Under the new map, district nine’s Black population plummets to 11%, while the Hispanic voting age population now holds a majority.
But the historically low voter turnout rate there raises doubts that the district will actually function as a Latino-majority district, said Gloria Leal, the general counsel for the League of United Latin American Citizens, one of the plaintiffs in the El Paso case. Representative Sylvia Garcia’s district 29 also dropped enough to raise concerns, while retaining a majority on paper.
Representative Henry Cuellar’s district 28, on the other hand, saw the opposite approach under the new map – Hispanics voters shot up to roughly 90% of the voting age population.
“They added like 20 percentage points to that district to pack us all in,” Leal said. “We oppose the current map that exists and we adamantly oppose the proposed map,” she added.
Any redrawing of Texas districts is likely to draw the scrutiny of the federal courts, given the state’s long history of voter suppression. The Voting Rights Act, which will celebrate its 60th anniversary on Wednesday, prohibits both diluting a protected groups’ votes across multiple districts and packing voters into a single one.
Carrying out such sweeping changes so quickly at the request of the White House may also raise legal questions that go beyond the Voting Rights Act, according Tom Saenz, the director the Mexican American Legal Defense and Educational Fund, which is representing the plaintiffs in the El Paso case.

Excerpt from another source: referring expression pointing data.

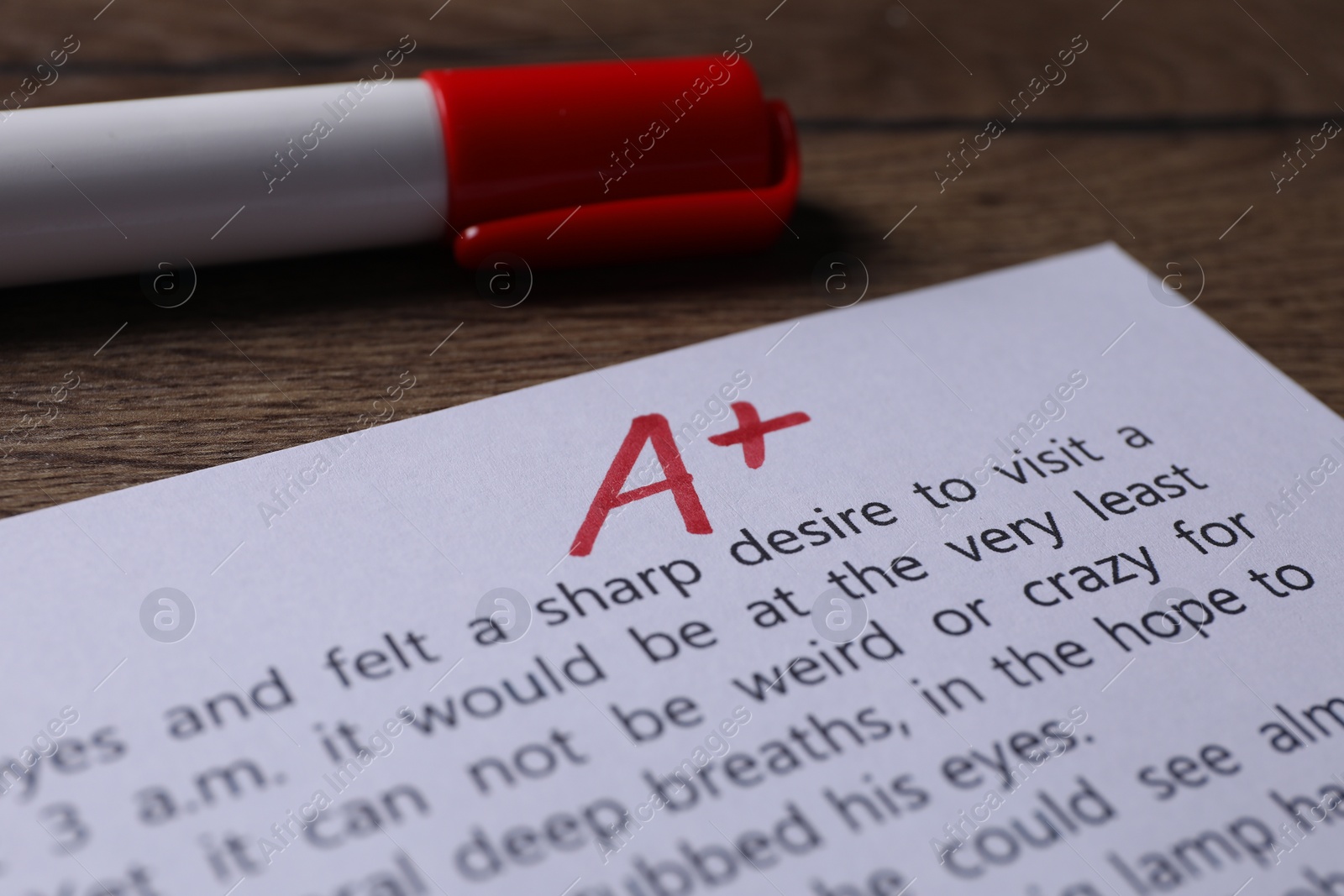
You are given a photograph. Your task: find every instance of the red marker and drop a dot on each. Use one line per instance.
(559, 164)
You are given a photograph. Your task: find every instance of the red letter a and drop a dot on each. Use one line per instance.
(652, 427)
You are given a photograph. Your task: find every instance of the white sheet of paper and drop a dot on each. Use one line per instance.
(329, 593)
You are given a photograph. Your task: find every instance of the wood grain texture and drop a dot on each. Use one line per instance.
(273, 355)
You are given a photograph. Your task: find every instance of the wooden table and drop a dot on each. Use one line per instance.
(1162, 137)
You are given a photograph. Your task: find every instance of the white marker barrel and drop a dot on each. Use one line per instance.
(118, 187)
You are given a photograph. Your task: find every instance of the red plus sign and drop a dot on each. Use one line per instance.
(752, 429)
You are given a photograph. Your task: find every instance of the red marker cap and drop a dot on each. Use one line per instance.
(600, 163)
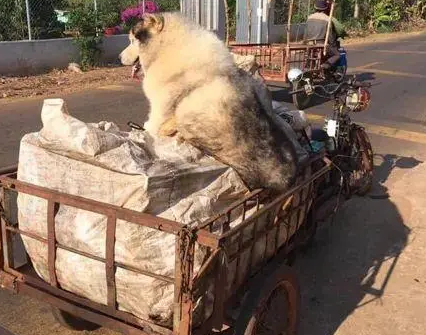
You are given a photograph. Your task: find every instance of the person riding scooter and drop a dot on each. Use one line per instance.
(316, 31)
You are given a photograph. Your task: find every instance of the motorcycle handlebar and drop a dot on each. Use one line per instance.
(351, 82)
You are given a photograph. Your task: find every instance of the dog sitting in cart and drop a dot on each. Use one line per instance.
(246, 252)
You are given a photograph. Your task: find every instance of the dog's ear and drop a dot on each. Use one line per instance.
(149, 25)
(154, 22)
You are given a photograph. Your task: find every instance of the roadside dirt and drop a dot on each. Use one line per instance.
(65, 81)
(60, 81)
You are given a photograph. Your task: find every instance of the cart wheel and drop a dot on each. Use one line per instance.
(272, 306)
(301, 100)
(72, 322)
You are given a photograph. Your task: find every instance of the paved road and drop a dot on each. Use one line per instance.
(364, 275)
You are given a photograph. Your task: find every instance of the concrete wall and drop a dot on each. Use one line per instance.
(278, 33)
(28, 57)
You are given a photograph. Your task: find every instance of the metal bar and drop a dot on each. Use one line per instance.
(71, 297)
(184, 265)
(81, 312)
(8, 169)
(51, 242)
(205, 267)
(4, 331)
(330, 22)
(281, 198)
(203, 237)
(27, 5)
(109, 264)
(253, 244)
(290, 16)
(238, 265)
(234, 205)
(100, 259)
(2, 232)
(6, 238)
(220, 291)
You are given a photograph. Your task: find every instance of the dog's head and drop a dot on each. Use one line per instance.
(149, 26)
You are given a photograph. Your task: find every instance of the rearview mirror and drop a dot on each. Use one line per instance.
(295, 75)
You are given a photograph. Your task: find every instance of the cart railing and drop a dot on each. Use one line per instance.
(276, 60)
(234, 252)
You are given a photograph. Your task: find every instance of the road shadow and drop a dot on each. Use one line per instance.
(340, 272)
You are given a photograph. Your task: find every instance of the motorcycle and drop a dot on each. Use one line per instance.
(336, 74)
(344, 143)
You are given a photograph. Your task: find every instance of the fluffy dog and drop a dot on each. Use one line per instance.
(197, 92)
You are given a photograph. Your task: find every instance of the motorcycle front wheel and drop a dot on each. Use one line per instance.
(362, 161)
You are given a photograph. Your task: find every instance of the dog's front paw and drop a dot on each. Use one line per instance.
(168, 128)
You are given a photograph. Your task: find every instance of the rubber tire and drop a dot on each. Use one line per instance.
(263, 288)
(301, 100)
(72, 322)
(360, 136)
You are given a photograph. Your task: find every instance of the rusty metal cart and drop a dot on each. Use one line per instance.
(257, 283)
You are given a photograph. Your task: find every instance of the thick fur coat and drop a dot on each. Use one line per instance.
(197, 92)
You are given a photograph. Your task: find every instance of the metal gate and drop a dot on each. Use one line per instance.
(208, 13)
(252, 21)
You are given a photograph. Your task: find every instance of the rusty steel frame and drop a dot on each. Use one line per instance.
(185, 280)
(275, 60)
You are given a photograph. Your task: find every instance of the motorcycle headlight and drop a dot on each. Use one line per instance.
(358, 100)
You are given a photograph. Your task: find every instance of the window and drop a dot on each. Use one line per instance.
(281, 8)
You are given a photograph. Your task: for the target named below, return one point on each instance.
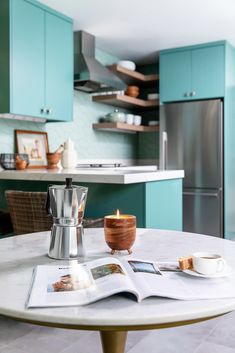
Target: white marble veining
(113, 176)
(18, 256)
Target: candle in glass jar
(120, 231)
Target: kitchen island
(153, 196)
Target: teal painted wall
(89, 143)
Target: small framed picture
(35, 144)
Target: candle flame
(118, 213)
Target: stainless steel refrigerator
(191, 138)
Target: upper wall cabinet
(194, 73)
(36, 65)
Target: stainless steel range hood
(89, 74)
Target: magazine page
(157, 279)
(165, 279)
(79, 284)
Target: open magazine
(91, 281)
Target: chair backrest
(27, 210)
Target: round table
(115, 315)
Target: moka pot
(66, 204)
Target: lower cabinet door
(59, 68)
(203, 212)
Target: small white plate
(226, 272)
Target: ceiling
(137, 30)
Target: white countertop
(19, 255)
(122, 175)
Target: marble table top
(19, 254)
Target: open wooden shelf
(123, 127)
(124, 101)
(134, 77)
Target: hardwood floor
(217, 336)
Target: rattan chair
(27, 210)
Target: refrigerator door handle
(164, 150)
(201, 194)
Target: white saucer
(226, 272)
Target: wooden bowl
(132, 91)
(120, 232)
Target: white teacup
(208, 264)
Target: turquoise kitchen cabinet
(59, 69)
(27, 61)
(175, 75)
(156, 204)
(192, 73)
(36, 65)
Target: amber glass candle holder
(120, 232)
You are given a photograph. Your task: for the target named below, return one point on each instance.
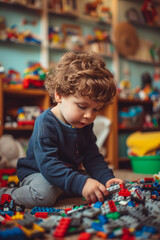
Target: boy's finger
(99, 195)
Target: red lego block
(67, 209)
(112, 206)
(121, 186)
(149, 179)
(84, 236)
(41, 214)
(124, 192)
(5, 198)
(61, 229)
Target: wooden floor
(123, 174)
(70, 202)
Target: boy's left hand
(114, 180)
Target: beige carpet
(69, 202)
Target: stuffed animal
(10, 151)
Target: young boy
(63, 138)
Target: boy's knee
(46, 197)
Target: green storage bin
(146, 164)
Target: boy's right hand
(94, 191)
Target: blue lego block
(103, 219)
(111, 235)
(149, 229)
(44, 209)
(14, 233)
(97, 226)
(98, 204)
(131, 204)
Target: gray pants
(35, 191)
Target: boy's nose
(88, 115)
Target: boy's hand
(114, 180)
(94, 191)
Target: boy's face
(77, 111)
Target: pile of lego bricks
(130, 211)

“This is clearly improper,” Saenz said. “Trying to circumvent judicial review by acting so close to an election is straight-up unlawful.”
Political analysts had widely viewed Republicans’ goal of finding five congressional seats for Trump as an overly ambitious one that may backfire. The map that Republicans came up with in 2021 to fortify their current lopsided majority in the congressional delegation appeared hard to alter without making the party more vulnerable to Democratic challenges.
Texas conservatives appear to have exceeded those expectations, according to Rice University political scientist Mark Jones – partly by “riding roughshod” over the Voting Rights Act.
“I underestimated the level of disregard of the Voting Rights Act,” Jones said. “It’s not clear how the Voting Rights Act constrained this map in any significant way, with the exception that Republicans focused on hitting absolute majorities of Hispanics in a few districts.”
Still, Jones said, Republicans drew the map with an exceptionally favorable year in mind. If Republicans fail to consolidate the inroads they made in last year’s election, which is normal during a midterm, the new map could easily fail to produce a single new GOP congressional seat in Texas. It might even lead Republicans to lose a seat, according to Jones.
“One thing that is very clear about this whole process is these maps are being drawn under a very rosy scenario,” Jones said. “And with Trump not on the ballot, with the natural referendum on his presidency, an economy that may be problematic – it’s tough to imagine Republicans hitting 2024 numbers in 2026.”